Introduction

In part I of our Kubernetes multi-cluster management series, we’ve talked about the basics of GitOps and explained why you should really consider GitOps as a central tenet of your Kubernetes management strategy. In part II, we looked at a reference implementation of GitOps using ArgoCD, and how to organize your GitOps repositories for security and release management.

In this final installment of our Kubernetes multi-cluster management series, we’re taking our approach to the next level and look at enterprise scale, operational efficiency, compliance for regulated industries, and so much more.

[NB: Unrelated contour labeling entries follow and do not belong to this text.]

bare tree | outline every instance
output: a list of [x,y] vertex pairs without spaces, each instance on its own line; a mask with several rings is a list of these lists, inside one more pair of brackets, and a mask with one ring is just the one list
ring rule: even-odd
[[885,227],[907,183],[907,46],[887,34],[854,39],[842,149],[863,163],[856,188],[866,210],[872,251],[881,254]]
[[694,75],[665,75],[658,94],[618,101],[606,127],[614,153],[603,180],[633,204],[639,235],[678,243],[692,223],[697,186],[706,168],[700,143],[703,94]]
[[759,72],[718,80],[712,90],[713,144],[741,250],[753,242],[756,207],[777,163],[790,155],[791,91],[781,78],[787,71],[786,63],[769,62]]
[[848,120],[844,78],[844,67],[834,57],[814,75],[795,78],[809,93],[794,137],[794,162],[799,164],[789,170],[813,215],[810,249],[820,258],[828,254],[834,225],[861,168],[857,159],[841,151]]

To help alleviate some of the shortcomings of the GitOps-only approach, we’re going to introduce a new tool which integrates really nicely with ArgoCD: RedHat Advanced Cluster Management (ACM) and the upstream community project Open Cluster Management.

I should mention right off-the-bat that ACM is not limited to RedHat Openshift clusters. If your hub cluster is Openshift, then you can use ACM and import your other clusters (AKS, EKS, etc) into it, but you can also use other clusters as hubs with Open Cluster Management.

Motivation

When I first heard about Advanced Cluster Management, I thought, why do I need this? After all, our GitOps approach discussed in Part II works and scales really well, up to thousands of clusters, but realized there are a few shortcomings when you’re deploying in the enterprise:

Visibility: because we use a pull model, where each cluster is independent of the others and manages its own ArgoCD instance, identifying what is actually deployed on a whole fleet of cluster is not straight forward. You can only look at one ArgoCD instance at a time.

Compliance: while it’s a good idea to have standard configuration for all your clusters in your organization, it’s not always possible, in practice, to force every team to be in sync all at the same time. You can certainly configure GitOps to sync manually let individual teams pick and choose what/when they want deployed in their cluster, but how do you keep track of gaps at a global level?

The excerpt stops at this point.